## Precalculus (6th Edition) Blitzer

The jeweler should need $\text{96 grams}$ of $18-\text{ karat}$ gold and $\text{204 grams}$ of $12-\text{ karat}$ gold.
Let $x$ represent the grams of $18-\text{karat}$ gold, Let $y$ represent the grams of $12-\text{karat}$ gold, The amount of pure gold in each solution is found by multiplying the amount of karat by the concentration rate. This information can be organized in a table. There are two unknown quantities; therefore, a system of two independent equations relating $x$ and $y$ is set up.
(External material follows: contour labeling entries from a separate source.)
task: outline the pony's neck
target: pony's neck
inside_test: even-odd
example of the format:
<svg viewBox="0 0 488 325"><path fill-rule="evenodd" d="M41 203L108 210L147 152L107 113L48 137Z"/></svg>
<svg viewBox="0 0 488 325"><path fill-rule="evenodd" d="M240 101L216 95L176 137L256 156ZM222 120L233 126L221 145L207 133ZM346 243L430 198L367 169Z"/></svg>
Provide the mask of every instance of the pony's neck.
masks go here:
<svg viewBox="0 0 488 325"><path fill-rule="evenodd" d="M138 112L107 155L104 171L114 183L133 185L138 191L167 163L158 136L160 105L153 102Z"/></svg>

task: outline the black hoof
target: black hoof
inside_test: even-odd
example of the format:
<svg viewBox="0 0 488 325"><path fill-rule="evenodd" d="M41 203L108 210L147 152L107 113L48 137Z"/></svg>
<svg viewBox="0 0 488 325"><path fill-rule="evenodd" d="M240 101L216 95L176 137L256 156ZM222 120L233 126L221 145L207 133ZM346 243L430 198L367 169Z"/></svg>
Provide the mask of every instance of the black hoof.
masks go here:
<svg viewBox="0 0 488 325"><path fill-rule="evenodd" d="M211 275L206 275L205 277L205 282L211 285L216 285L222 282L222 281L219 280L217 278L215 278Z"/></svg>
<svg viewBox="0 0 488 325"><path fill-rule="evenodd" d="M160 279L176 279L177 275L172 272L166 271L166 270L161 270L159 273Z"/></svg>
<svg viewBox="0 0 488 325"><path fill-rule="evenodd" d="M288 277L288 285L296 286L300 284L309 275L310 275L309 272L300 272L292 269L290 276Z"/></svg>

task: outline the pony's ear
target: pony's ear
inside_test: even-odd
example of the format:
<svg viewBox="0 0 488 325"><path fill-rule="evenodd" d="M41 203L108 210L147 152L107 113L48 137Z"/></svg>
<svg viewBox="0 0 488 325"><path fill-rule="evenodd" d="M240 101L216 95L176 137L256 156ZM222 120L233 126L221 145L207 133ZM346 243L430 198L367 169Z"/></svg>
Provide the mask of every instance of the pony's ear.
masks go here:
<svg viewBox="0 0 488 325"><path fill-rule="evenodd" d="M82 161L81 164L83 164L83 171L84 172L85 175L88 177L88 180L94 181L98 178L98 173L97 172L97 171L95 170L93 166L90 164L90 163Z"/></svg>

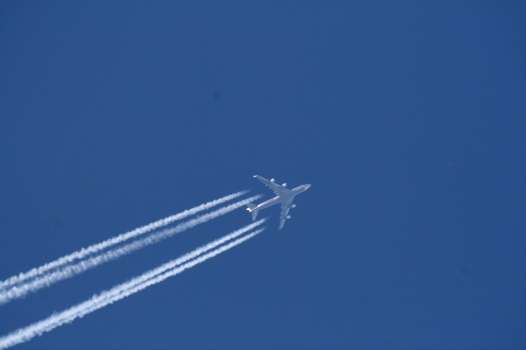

Amount of 75 percent gold+Amount of 28 percent gold=Amount of 25 percent gold And: Amount of pure 75 percent gold+Amount of pure 28 percent gold=Amount of pure 25 percent gold Consider the equation, \begin{align} & x+y=300 \\ & x=300-y \end{align} …… (1) And $0.75x+0.50y=174$ …… (2) Substitute $300-y$for $x$ in equation $\left( 2 \right)$ to get, \begin{align} & 0.75\left( 300-y \right)+0.50y=174 \\ & 225-0.75y+0.50y=174 \\ & -0.25y=-51 \end{align} Divide above equation by $-0.25$ to get, \begin{align} & \frac{-0.25y}{-0.25}=\frac{-51}{-0.25} \\ & y=204 \end{align} Substitute $204$for $y$ in equation $\left( 1 \right)$ to get, \begin{align} & x=300-204 \\ & x=96 \\ \end{align} Check: $\left( 96,204 \right)$ Put $x=96$and $y=204$ in the equation (1), \begin{align} \left( 96 \right)+\left( 204 \right)\overset{?}{\mathop{=}}\,300 & \\ 300=300 & \\ \end{align} And Put $x=96$and $y=204$ in the equation (2), \begin{align} 0.75\left( 96 \right)+0.50\left( 204 \right)\overset{?}{\mathop{=}}\,174 & \\ 72+102\overset{?}{\mathop{=}}\,174 & \\ 174=174 & \\ \end{align} The ordered pair $\left( 96,204 \right)$ satisfies both equations. Hence, the jeweler should need $\text{96 grams}$ of $18-\text{ karat}$ gold and $\text{204 grams}$ of $12-\text{ karat}$ gold.